Leaving aside the consultation with other tax authorities – not that I would minimise the importance of international cooperation such as the Base Erosion and Profit Shifting (BEPS) project – let's imagine what an HMRC consultation on company tax transparency would look like.
What should HMRC consult about? How about whether a company or other ‘legal person’ is entitled to the same rights as a ‘natural person’, an individual. Would tax transparency for corporations be a reasonable quid pro quo for limited liability? And, if HMRC was to consult on that question, who should they ask?
Well, let's not get ahead of ourselves here. In the ‘seven questions’ model of tax impact assessment, the first question to be asked is always “why are you doing this at all”, the “policy objective” field in the TIIN (Tax Information and Impact Note) that accompanies all changes in tax law.

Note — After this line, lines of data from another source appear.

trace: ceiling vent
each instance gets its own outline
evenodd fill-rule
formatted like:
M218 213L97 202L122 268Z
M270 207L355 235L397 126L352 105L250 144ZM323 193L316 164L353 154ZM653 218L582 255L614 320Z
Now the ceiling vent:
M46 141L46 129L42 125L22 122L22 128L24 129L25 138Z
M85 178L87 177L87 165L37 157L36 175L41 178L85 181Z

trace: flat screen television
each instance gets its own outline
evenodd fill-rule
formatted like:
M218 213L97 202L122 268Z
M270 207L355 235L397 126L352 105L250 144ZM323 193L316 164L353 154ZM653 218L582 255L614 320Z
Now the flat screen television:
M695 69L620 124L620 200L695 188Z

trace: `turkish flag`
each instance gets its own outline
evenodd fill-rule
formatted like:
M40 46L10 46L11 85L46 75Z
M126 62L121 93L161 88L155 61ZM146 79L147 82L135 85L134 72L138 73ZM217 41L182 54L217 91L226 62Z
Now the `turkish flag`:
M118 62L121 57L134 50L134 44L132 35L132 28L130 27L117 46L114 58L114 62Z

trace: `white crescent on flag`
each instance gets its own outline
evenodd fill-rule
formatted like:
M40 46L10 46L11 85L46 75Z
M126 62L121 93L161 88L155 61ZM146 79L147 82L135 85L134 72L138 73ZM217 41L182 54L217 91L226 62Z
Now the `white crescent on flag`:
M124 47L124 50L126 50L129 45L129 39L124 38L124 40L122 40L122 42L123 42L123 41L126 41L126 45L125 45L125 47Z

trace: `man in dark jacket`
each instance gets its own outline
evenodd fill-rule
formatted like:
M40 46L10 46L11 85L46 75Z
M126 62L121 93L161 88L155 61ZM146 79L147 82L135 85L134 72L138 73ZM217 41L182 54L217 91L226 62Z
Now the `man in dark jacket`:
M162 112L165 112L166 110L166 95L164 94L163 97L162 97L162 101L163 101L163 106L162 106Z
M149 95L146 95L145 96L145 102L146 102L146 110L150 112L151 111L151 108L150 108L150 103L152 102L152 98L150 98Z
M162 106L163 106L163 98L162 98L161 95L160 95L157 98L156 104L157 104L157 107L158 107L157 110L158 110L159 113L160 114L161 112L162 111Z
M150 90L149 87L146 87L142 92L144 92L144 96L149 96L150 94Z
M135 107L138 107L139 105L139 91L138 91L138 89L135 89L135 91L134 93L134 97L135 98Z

I'd be very surprised if the policy objective field of the TIIN didn't contain a cut and paste of at least some of the PAC's first conclusion and recommendation.
So if our policy problem to be solved is that ordinary taxpayers can't be assured that multinationals are playing by the same rules as the rest of us, what are the policy options available? This - looking at a wide range of policy options before looking at their detailed design, costings, impacts and unintended consequences to select the best one on balance – is the area of the impact assessment, and of tax policy development in general, which has been poorly handled in recent years.
The option I would suggest is for the tax system to recognise that a company, although a legal person, is not a natural person. We could therefore accord different rights to a company structure than those we afford to an individual. Does a company require the same taxpayer confidentiality as an individual?
This is not, however, the only way that HMRC could satisfy the PAC recommendation. What other options might there be? How about settlement of a tax enquiry including making the settlement correspondence subject to FoI? Tax compliant structures could continue to have the same confidentiality protection as the rest of us, but if they were to have to settle an enquiry with HMRC they would have to agree some kind of joint statement of what had gone wrong and what had been done about it, in the knowledge this was likely to become public.
Another option would be for all tax returns to become public documents – why not? I'll show you mine if you show me yours. I'm not envisaging it will happen, but it's an option HMRC ought to be considering and perhaps putting into a stage one consultation. Other options? Only company tax returns to be published? Company tax returns to be subject to the same publication rules as their public accounts? Add your own suggestions in the comments below.
The point is, HMRC should respond to the PAC, and they should consult on how to satisfy the taxpaying public that their dealings with corporates are fair and whether more transparency is desirable. However they should do so as a stage one consultation in accordance with the 2011 Tax Consultation Framework by generating a number of different options.